GPU offload with OpenMP using NVFORTRAN is not possible in some cases

Hi,

I report that a triple loop containing the Fortran built-in function sum runs fine when compiled with NVFORTRAN with OpenACC enabled, but not when OpenMP is enabled.

The following sample program (sum_test.f90) contains the triple loop that does not run when compiled with only OpenMP enabled, but runs fine when only OpenACC is enabled.

program sum_test
  implicit none
  integer,parameter :: max_array=100, &
                       max_loop=100
  integer :: i,j,k
  real(8) :: a(max_array),b
  integer :: jsta,jend,ksta,kend

  jsta=1
  jend=100
  ksta=1
  kend=100

  a=1.d0
  b=0.d0

!$acc kernels loop collapse(3) reduction(+:b)
!$omp target teams loop reduction(+:b) collapse(3)&
!$omp defaultmap(tofrom:scalar)
  do i=1,max_loop
    do j=jsta,jend
      do k=ksta,kend
        b = b + sum( a )
      enddo
    enddo
  enddo
!$acc end kernels loop
!$omp end target teams loop

  write(6,*) b

end program sum_test

This compilation was done with

nvfortran -mp=gpu sum_test.f90

. The NVIDIA HPC SDK versions I tried in this compilation are 22.11 and 23.11. The compilation succeeds, but the computation does not complete without error messages.

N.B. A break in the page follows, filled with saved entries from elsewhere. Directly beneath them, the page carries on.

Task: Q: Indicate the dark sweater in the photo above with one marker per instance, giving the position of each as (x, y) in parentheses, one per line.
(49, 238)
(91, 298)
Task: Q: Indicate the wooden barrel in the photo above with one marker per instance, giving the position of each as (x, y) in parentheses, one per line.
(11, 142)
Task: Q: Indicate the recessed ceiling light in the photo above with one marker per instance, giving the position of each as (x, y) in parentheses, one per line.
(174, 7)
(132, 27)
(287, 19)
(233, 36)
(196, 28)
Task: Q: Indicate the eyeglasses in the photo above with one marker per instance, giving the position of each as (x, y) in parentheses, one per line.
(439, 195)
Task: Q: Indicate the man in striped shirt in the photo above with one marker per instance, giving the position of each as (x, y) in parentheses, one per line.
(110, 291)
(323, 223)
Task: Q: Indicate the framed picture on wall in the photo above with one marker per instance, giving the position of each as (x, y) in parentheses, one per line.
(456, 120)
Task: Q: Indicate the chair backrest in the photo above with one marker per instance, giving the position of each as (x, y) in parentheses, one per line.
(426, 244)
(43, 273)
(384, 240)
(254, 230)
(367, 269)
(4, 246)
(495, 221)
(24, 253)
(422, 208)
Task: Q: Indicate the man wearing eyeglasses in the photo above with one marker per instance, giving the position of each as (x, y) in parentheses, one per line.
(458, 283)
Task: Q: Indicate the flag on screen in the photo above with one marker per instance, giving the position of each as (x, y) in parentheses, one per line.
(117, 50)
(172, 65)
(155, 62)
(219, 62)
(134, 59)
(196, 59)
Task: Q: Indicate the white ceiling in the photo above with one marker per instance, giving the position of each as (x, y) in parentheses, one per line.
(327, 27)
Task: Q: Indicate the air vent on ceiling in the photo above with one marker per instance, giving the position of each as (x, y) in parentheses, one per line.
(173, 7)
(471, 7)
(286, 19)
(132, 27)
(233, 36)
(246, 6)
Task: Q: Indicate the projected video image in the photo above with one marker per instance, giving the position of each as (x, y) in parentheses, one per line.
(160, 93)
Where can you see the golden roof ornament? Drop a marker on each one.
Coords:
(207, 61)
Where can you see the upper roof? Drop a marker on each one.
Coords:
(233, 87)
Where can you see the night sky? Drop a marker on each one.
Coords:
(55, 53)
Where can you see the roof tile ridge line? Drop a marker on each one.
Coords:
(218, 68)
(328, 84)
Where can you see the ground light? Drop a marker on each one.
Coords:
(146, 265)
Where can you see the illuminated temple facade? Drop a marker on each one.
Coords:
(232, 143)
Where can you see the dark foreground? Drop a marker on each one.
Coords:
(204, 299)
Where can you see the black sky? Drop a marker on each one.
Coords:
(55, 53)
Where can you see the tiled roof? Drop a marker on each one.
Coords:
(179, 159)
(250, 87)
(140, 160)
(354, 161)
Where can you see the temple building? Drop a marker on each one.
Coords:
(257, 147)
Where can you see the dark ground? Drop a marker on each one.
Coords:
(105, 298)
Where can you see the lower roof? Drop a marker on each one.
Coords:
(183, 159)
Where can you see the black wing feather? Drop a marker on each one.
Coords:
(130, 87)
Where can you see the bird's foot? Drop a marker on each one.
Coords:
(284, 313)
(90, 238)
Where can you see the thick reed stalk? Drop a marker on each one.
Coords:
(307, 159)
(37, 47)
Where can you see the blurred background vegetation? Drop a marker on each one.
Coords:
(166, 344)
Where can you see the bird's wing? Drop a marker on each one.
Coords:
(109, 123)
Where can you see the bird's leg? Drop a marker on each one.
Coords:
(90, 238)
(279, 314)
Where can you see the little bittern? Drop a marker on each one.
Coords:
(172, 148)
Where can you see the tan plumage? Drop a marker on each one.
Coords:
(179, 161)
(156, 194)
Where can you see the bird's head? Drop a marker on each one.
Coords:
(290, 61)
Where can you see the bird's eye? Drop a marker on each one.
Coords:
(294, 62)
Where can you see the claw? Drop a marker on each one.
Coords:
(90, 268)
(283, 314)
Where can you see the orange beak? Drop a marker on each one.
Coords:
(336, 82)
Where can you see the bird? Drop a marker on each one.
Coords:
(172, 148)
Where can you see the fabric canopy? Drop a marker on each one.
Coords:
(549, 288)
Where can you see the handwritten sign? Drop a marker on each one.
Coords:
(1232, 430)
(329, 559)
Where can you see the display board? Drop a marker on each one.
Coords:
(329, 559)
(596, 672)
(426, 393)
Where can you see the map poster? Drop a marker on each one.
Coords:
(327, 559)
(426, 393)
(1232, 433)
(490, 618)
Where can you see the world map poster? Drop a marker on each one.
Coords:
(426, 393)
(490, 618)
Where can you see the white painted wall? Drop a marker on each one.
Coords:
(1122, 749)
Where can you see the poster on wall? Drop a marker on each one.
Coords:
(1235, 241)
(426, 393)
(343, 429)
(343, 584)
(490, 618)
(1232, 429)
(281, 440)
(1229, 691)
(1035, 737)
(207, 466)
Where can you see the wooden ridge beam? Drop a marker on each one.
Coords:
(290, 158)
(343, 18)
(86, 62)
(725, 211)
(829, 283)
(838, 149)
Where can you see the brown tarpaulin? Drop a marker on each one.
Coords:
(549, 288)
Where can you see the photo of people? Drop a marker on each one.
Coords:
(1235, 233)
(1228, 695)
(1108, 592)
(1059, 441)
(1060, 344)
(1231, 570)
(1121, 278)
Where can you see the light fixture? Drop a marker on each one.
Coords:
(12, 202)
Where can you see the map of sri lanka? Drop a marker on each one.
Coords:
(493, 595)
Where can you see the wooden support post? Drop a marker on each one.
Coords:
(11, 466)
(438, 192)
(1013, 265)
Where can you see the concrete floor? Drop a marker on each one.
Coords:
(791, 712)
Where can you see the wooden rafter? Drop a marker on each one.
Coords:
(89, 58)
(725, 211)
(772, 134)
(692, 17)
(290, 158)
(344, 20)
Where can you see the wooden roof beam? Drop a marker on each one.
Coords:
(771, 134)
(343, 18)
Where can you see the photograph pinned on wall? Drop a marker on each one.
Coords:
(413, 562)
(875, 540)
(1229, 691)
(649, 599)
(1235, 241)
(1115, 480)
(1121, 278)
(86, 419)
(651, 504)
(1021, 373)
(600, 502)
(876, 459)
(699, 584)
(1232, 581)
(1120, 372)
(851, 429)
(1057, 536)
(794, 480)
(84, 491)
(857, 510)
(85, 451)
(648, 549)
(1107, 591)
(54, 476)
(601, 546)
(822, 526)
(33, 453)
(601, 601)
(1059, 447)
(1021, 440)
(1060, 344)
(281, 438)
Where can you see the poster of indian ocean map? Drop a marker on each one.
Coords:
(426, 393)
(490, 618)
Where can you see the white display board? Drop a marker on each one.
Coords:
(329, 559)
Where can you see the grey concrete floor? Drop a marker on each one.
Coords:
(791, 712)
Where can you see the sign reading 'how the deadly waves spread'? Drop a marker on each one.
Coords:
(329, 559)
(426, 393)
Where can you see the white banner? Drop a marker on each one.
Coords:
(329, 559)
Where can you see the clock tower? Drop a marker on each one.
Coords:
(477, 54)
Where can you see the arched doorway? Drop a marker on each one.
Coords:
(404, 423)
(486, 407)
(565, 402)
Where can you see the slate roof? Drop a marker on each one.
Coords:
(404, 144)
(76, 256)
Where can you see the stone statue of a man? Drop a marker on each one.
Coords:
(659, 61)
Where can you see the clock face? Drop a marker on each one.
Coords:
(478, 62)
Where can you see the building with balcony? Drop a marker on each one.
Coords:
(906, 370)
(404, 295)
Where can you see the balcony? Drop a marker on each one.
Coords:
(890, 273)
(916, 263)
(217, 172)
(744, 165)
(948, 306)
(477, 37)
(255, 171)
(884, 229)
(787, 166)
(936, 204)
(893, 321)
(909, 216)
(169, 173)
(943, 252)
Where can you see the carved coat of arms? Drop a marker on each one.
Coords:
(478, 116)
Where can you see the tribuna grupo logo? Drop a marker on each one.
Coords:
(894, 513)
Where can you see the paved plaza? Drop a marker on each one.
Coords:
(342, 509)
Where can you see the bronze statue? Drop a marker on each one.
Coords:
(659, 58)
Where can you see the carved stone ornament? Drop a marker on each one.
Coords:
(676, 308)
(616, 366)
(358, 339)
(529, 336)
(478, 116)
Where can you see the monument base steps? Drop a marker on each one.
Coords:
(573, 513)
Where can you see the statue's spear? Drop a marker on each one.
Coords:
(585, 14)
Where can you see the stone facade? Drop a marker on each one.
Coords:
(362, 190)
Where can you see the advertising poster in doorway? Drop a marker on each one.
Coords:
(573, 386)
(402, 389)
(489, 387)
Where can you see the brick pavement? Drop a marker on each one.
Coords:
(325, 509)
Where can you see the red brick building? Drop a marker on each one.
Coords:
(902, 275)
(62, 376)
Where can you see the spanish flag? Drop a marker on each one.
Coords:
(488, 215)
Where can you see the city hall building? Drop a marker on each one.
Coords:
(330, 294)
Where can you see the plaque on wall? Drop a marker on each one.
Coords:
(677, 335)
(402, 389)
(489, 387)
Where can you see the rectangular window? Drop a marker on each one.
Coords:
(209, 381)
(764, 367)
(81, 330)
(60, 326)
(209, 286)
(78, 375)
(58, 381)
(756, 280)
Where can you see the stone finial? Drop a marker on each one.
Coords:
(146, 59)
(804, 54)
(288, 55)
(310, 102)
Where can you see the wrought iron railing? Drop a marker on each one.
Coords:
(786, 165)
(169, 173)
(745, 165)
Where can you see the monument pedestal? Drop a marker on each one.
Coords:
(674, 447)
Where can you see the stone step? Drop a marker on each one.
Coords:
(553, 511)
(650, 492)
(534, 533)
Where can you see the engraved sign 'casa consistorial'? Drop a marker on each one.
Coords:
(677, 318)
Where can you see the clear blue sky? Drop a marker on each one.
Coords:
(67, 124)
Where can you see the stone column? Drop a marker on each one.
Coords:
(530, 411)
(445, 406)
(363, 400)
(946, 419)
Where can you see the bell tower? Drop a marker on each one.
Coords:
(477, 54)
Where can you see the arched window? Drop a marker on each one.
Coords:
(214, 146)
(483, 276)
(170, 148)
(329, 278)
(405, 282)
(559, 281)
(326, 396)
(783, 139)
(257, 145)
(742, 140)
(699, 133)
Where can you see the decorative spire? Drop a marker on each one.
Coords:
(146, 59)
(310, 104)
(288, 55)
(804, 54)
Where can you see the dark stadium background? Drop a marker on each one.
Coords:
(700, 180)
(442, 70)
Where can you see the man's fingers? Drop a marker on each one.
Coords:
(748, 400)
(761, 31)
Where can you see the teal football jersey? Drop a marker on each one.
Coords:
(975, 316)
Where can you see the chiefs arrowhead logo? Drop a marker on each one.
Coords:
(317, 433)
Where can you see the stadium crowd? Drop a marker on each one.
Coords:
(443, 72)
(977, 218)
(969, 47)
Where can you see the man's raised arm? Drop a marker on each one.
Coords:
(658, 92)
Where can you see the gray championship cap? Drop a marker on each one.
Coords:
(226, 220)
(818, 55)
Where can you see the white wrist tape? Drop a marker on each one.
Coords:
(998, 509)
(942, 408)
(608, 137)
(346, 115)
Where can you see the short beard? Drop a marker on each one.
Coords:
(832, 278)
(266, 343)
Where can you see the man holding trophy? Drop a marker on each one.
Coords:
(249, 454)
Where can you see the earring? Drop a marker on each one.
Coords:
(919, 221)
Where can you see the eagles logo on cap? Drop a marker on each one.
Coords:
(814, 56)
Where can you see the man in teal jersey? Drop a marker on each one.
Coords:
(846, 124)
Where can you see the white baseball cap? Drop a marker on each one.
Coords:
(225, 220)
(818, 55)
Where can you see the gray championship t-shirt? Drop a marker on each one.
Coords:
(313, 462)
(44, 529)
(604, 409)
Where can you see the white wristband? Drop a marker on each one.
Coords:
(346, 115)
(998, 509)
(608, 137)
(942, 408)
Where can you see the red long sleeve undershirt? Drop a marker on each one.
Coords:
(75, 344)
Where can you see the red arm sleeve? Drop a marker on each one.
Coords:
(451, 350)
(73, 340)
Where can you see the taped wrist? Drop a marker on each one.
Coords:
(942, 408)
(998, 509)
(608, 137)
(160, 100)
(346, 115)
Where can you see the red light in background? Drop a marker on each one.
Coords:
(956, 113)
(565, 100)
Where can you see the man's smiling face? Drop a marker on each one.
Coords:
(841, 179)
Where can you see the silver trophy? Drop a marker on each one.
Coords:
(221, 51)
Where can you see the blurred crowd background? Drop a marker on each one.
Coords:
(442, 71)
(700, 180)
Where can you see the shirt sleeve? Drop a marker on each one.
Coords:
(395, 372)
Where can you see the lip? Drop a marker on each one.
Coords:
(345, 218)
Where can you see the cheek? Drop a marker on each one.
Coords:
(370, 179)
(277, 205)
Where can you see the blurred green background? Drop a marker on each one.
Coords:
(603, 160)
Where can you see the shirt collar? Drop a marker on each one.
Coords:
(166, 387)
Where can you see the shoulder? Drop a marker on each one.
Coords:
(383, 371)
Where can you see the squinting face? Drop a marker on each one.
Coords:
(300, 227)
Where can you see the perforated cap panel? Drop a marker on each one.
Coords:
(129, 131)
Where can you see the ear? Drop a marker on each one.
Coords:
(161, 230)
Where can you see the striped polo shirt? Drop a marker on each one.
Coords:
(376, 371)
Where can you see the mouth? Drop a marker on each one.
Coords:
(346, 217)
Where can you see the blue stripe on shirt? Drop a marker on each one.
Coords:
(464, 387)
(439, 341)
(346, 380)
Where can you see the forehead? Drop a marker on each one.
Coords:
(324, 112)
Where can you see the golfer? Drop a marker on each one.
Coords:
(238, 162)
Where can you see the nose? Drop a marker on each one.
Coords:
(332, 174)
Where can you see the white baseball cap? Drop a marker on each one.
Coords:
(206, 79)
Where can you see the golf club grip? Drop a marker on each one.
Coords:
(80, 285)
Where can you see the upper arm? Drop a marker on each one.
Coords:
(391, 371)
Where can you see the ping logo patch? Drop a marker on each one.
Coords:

Please let me know if you notice anything.
Thank you in advance.

Hi Sotas and welcome!

It look like the problem is with the “defaultmap(tofrom: scalars)”.

When I add the compiler feedback flag, “-Minfo=mp”, it appear all scalars, including the loop index variables, become shared:

% nvfortran test.f90 -mp=gpu -Minfo=mp
sum_test:
     18, !$omp target teams loop
         18, Generating "nvkernel_MAIN__F1L18_2" GPU kernel
             Generating NVIDIA GPU code
           20, Loop parallelized across teams collapse(3) ! blockidx%x
           21,   ! blockidx%x collapsed
           22,   ! blockidx%x collapsed
           23, Loop parallelized across threads(96) ! threadidx%x
               Generating implicit reduction(+:a$r)
           20, Generating reduction(+:b)
         18, Generating Multicore code
           20, Loop parallelized across threads
               Generating reduction(+:b)
     18, Generating map(tofrom:b,i,jend,j,jsta,ksta,kend,k)
         Generating implicit map(tofrom:a(:))
     23, Loop is parallelizable

Loop indices must be private else it introduces a race condition and undefined behavior.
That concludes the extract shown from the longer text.